Dadness

Nov. 14th, 2003 08:20 pm
slipjig3: (Default)
[personal profile] slipjig3
And so, Adam's Grand and Glorious Parenting Adventure goes onward, ever onward.

Nik's got himself a lovely virus going, which means it's going to be a long night, methinks. He has a habit of coughing himself awake when the respiratory nasties come a-callin', and call they have (I don't call this house "the giant petri dish" for nothing). Nik's coughing sounds particularly nasty, one of those phlegmy, wheezing jobbers that sound like he's dislodging his thyroid. Mind you, this ahsn't affected his mood in the slightest, since he still bounces around like an otter in a Chuck E. Cheese ball pit. The only time he's in a bad mood is when we're trying to administer Motrin for the fever; at this stage, tattooing him would be easier.

Abbey, on the other hand, is her usual chipper self, more so now that birthday party plans are officially under way. The party in question will be held at the Fun Spot, formerly Skateland, and Abbey is soooo looking forward to it. (The grownups, less so.) Daddy's job today was handwriting 15 Finding Nemo invitations, which he was glad he got done quickly because if his manager at work had caught him he'd be a dead man.

I actually had some catching up to do, because yesterday I managed to commit several heinous and unforgivable crimes in the space of about 45 minutes:
1) picking Ms. Abigael up from the after-school program early, before she got her snack;
2) saying that the happy meals we'd be buying would be purchased at the drive-up window, thus depriving her of valuable crazed-lunatic-sugar-high time in the McDonald's Playroom;
3) telling her that Grandma was sick (not something you want to tell a 6-year-old drama queen who has already been weeping over lesser crises for 30 minutes);
4) playing a CD other than the one I burned for her last Christmas;
5) not handing over all the money in the change sorter in the van, as is her Daughterly Right.

*sigh* I can say with authority that Mariah Carey's handlers have it easy.

(no subject)

Date: 2003-11-14 06:02 pm (UTC)
yendi: (Default)
From: [personal profile] yendi
Sin #1 is one of those unforgivable ones. Because nothing we can (or are willing to) serve them at home can compare to the high-nutrition stuff aftercares serve (ours often serves vending machine quality stuff).

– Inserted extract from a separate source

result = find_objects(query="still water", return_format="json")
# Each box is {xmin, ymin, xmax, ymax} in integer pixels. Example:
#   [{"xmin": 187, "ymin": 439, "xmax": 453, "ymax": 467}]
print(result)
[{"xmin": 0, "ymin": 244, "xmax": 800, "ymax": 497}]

and "6-year-old drama queen" is very redundant (as is "8-year-old drama queen")

(no subject)

Date: 2003-11-14 06:05 pm (UTC)
From: [identity profile] slipjig.livejournal.com
Thou speakest truth, kind sir. The thing that I loved about the picking-her-up-early crisis was that the brouhaha started while we were still walking to the car; I offered to let her go back in for the snack (since we weren't in a big hurry), but she refused, ferociously. I guess at that point it was more desirable to be the Injured Party.

(no subject)

Date: 2003-11-15 09:22 am (UTC)
From: [identity profile] irisira03.livejournal.com
The only time he's in a bad mood is when we're trying to administer Motrin for the fever; at this stage, tattooing him would be easier.

Well, would YOU want to take that stuff???

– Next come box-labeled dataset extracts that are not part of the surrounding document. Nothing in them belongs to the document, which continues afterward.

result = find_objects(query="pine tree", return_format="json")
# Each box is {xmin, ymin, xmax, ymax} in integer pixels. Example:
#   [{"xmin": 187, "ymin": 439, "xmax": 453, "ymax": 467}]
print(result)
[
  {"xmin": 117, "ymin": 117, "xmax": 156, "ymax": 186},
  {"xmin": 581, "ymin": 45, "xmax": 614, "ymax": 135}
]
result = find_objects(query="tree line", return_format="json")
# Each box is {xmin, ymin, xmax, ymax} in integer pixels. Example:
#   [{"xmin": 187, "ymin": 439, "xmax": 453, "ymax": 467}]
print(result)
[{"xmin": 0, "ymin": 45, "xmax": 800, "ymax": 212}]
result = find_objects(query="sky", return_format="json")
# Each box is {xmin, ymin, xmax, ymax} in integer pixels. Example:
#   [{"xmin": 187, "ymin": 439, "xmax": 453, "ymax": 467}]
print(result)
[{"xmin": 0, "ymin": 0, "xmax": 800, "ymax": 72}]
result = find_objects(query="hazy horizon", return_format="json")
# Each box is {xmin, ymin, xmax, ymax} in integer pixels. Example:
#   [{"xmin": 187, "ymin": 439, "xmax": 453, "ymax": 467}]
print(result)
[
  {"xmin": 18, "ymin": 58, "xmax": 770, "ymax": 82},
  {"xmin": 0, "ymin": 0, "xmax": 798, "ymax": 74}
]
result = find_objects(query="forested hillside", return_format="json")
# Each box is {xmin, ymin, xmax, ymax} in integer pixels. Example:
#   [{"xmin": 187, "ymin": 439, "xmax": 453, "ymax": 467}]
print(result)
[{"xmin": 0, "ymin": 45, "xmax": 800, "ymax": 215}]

I was the worst when my mom tried to give me medicine. Although, now, I must say I am a fan of Vicks 44 when I'm sick. I brought a bottle of it to my summer job last year and took a shot an hour ... it was better than calling in and listening to my boss whine that I would only be working 38 hours that week, instead of my usual 45. :-)

FYI - everyone else worked about an average of 25-35 hrs/week.

(no subject)

Date: 2003-11-15 12:19 pm (UTC)
From: [identity profile] chiara607.livejournal.com
You have inspired me to call my parents and apologize on behalf of Elizabeth and myself for being, at one time, six-year-old drama queens. (Well, her more than me, but that's really irrelevant.) I thought you'd be interested to know this.